The anterior deltoid is the front part of the deltoid muscle, which helps you move your arm forward when doing the technique.

The muscles activate when you pull the handle forward and helps stabilize the movement. Working out the muscles, helps you develop a strong shoulder muscle.

HIGH CABLE FLY BENEFITS

CHEST MUSCLE DEVELOPMENT AND STRENGTHENING

Chest out and squeezed is a good start to activating the muscles while doing the High Cable Fly workout. Developing your pec muscles benefits your fitness ability as it increases the chances of progressing in your training program and adding more weights.

POSTURE REINFORCEMENT

A straight back while working out means the Lats muscles are tight and hold the spine in a neutral position. This helps to reinforce posture and in due time reduce back pain and risks of back injuries.

ALTERNATIVES TO HIGH CABLE FLY

DECLINE DUMBBELL CHEST FLY

Chest workout variations are as many as you would them like to be, declined dumbbell chest fly does not give your muscles a break as it completely pushes your chest muscles to the extreme.

How to do it:

  • Grab two dumbbell weights that best fit your fitness strength and endurance.
  • With one dumbbell on each hand, lie flat on a padded bench so that your upper body is firmly pressed on the bench.
  • Press feet firmly on the floor and hold the dumbbells with your palms facing up and your arms stretched out. This is your starting position.
  • Exhale and bring the dumbbells together on top of your chest and hold the position. Your arms are to be straight when raising the dumbbells up.
  • Inhale and lower your hands back to your starting position.
  • Do 2 reps of 10-12 reps

PUSH UP

Home workouts are the best especially if most of the time you are working. Push-ups help you keep your upper body in shape without hitting the gym.

How to do it:

  • Find a place on the floor where you can fully extend your body.
  • Assume a plank position on the floor. Fully extend your legs and position hands below your chest in a wider shoulder-width distance. This is your starting position.
  • Brace your core, inhale and lower yourself down by bending at the elbows. Keep your hips up and torso straight.
  • Go as low as you can and remember not to flare out your elbows. Exhale and push yourself up to your starting position.
  • Do 2 sets of 10-15 reps.

HIGH CABLE FLY MISTAKES TO AVOID

ROUNDED/CURVED BACK

Your spine is a delicate stack of bones that enable you to stand, rotate, run and do all those normal movements. Curve the spine and you will feel a discomfort that can lead to constant back pains or even lead to an injury.

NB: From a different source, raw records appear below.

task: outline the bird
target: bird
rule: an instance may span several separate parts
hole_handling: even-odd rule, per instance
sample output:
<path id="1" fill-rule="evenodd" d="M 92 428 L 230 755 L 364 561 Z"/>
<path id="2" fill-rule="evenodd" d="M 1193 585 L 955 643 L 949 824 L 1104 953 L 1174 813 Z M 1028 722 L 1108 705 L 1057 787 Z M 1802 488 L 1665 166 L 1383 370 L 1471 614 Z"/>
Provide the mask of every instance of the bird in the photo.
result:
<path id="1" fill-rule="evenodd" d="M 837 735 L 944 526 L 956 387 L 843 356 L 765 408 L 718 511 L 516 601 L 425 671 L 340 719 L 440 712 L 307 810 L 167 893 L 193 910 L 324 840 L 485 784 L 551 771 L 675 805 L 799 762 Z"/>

Straightening your back protects the spine from tension and stress which helps you have a healthy spine and a pretty confident posture.

KEEPING FEET TOGETHER

Believe it or not, a staggered stance (one leg in front of the other) is the best stance for High Cable Fly because it offers better balance and movement.

Keeping feet together may feel better but in terms of a better option and balance, a staggered stance wins.

CONCLUSION

High Cable Fly strengthens your upper body especially your chest muscles that gives you a strong and toned look.

Shoulder muscles are developed and strengthened, which helps protect the shoulder joint from injuries.